When I asked Tsvetkov if he currently has plans to lead any more "official" expeditions to further study the S-A site, he said that like everything else in Russia today the situation is very complex and discouraging. First of all, who is guardian of the site? The Committee on Meteorites claims that it is, but local officials in the district say they have the authority to regulate traffic into the site. So where does one apply for permission to visit the site? "Sometimes it is better not to ask," advised Tsvetkov. He said that anyone wanting permission could apply to the Administration of Promrye, the political district of the Russian Far East where the meteorite site is located. The Administration can issue an invitation to visit the site, but only with approval of the Russian Academy of Sciences. All applicants should be prepared to find themselves involved in a Catch-22 situation. One of my invitations had come in writing from St. Petersburg, which got my visa approved, and the other had come verbally from Tsvetkov.
How can you as a collector obtain specimens of individuals? Find them on the international market, or less likely on the illegal Russian market. But Tsvetkov said that virtually all of the S-A meteorites obtainable in Russia are fragments. What few individuals may be available bring whatever price the owner can manage to get. With a shrug, Tsvetkov said "maybe up to eight dollars a gram."
The original Russian collection is controlled by the insular Committee on Meteorites, which will not sell specimens. It will lend specimens to research institutions or swap specimens with Museums or scientific organizations. In rare instances the Committee has released specimens as gifts.
WILL THERE BE FUTURE "OFFICIAL" EXPEDITIONS?
In 1994 Tsvetkov composed a letter signed by the chairman of the Astronomical Society asking the bureaucratic Committee on Meteorites to authorize for 1997 a 50-year international commemorative expedition, which Tsvetkov volunteered to organize and lead. He listed for the committee chairman, Mr. Sukulukov, several ways in which such an international effort would lead to further understanding of the S-A event and other meteorite falls. Further, it would be paid for entirely by foreign participants.
On the 19th of May 1994 came this reply, which in part read: "Dear Dr.

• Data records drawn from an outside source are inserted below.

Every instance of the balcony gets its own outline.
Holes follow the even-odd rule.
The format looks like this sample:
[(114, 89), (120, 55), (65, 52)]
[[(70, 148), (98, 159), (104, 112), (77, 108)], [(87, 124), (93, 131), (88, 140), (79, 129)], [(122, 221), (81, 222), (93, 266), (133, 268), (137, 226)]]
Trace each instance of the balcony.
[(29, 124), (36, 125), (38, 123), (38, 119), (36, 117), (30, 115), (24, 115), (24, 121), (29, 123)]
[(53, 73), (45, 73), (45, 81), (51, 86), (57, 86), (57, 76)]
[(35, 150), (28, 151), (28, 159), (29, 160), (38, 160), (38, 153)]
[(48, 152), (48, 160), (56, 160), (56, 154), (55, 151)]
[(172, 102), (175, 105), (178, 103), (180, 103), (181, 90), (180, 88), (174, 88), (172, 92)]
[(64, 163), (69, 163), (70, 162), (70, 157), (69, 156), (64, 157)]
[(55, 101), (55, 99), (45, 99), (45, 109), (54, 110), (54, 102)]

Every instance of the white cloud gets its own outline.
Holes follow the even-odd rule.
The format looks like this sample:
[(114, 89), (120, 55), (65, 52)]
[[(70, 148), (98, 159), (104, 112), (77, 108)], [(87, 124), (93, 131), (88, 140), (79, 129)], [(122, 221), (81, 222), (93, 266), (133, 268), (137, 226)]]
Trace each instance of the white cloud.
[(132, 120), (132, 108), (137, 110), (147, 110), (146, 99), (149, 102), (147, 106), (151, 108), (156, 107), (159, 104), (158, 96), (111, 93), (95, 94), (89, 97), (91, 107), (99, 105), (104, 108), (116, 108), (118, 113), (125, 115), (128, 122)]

Tsvetkov: Details of the Sikhote-Alin meteorite site have already been exhaustively studied, and there is no need to further study the event. Further, I find it highly doubtful that your proposed expedition could contribute any new scientific data in the problem of the Sikhote-Alin meteorite. It is also doubtful that the study of microdispersed matter would contribute to further understanding of the event. Further, removal of S-A meteorites by foreigners decreases the opportunity [of the Committee on Meteorites] to exchange samples with scientists who have meteorites from other sites. In response to transferring part of the recovered fragments to the Russian Academy, there is no need since the Academy already has enough recovered samples, and they are well studied. We further think that all future visits to the site should be restricted."
Does this scientifically unsound decision mean that the remaining 70 tons of S-A meteorites, oxidizing away in the ground, will never see the light of day? At this writing (September, 1996), three members of the Committee on Meteorites are attempting to organize an international conference on Sikhote-Alin to be held in Russia in the summer of 1997. They also are in favor of opening the site to responsible investigators.